Three of the chapters are devoted to temperament, or personality types, among toddlers. I found these sections revealing as well as humorous. The author's intimate knowledge of each temperament allows the reader to feel connected and understood.

In addition to straightforward descriptions, Lieberman uses a series of brief case studies to illustrate some of her points.  I found these vignettes helpful, but with limitations. Some case studies serve as excellent examples, while others seemed too idiosyncratic to be generally applicable. Still, I enjoyed reading them and learning about the complexities of toddler emotions.

Another odd aspect of the book is that the author devoted an entire chapter to divorce. While this is a topic that affects many of us, and it certainly affects toddlers, this chapter felt a bit out of place in this book. I would have rather seen a chapter devoted to a more general discussion of tension in the home or fights between parents, with divorce included in the discussion.

Nonetheless, The Emotional Life of the Toddler is an indispensable addition to any parents' library. Overall, I loved this book and I highly recommend it to anyone with a toddler or infant approaching toddlerhood. Two thumbs up!

Highlights & Take-Home Messages

·         The hallmark of toddlerhood is the dichotomy between independence and dependence.
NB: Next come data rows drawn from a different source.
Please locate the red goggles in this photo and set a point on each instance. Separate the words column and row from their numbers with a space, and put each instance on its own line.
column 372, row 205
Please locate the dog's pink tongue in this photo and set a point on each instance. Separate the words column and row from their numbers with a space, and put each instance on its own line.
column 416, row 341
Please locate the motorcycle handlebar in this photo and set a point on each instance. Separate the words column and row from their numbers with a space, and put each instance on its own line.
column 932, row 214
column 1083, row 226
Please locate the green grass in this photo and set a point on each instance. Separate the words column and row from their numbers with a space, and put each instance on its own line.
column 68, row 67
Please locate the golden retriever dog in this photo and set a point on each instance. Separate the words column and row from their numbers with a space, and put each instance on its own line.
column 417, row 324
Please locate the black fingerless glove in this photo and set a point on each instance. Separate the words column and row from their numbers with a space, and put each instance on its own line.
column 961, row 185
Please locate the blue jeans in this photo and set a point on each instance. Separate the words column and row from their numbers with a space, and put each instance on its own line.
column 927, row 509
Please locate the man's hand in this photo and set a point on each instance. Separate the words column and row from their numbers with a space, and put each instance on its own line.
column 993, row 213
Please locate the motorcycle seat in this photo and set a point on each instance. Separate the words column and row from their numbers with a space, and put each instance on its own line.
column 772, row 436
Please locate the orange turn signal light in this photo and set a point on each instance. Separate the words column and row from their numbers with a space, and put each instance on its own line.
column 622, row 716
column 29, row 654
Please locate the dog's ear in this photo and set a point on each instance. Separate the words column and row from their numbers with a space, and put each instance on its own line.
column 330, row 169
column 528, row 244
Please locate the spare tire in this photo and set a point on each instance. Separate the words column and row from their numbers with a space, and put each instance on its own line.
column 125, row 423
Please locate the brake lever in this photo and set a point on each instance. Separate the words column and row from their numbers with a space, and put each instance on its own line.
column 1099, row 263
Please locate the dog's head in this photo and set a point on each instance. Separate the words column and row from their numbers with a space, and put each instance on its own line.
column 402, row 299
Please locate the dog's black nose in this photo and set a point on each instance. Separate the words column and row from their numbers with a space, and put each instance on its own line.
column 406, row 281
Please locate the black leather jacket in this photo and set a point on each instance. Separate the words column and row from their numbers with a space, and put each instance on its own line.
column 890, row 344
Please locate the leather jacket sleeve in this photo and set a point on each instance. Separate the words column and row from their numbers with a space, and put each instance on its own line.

The toddler continually seeks a balance between exploration of the world and a safe, loving connection to parents.

·         A secure base from the parent supplies the physical and emotional scaffolding upon which the toddler develops confidence to explore the world and grow into his own separate person. The most effective secure base provides love, affection, protection, and respect for the toddler as an individual. A sound secure base also allows the toddler to explore the external and internal world of emotions.

·         Toddlers have intense, vivid, and very real emotions that are hard for them to express and cope with. How toddlers are treated in response to their emotions impart lifelong lessons in how to manage those feelings.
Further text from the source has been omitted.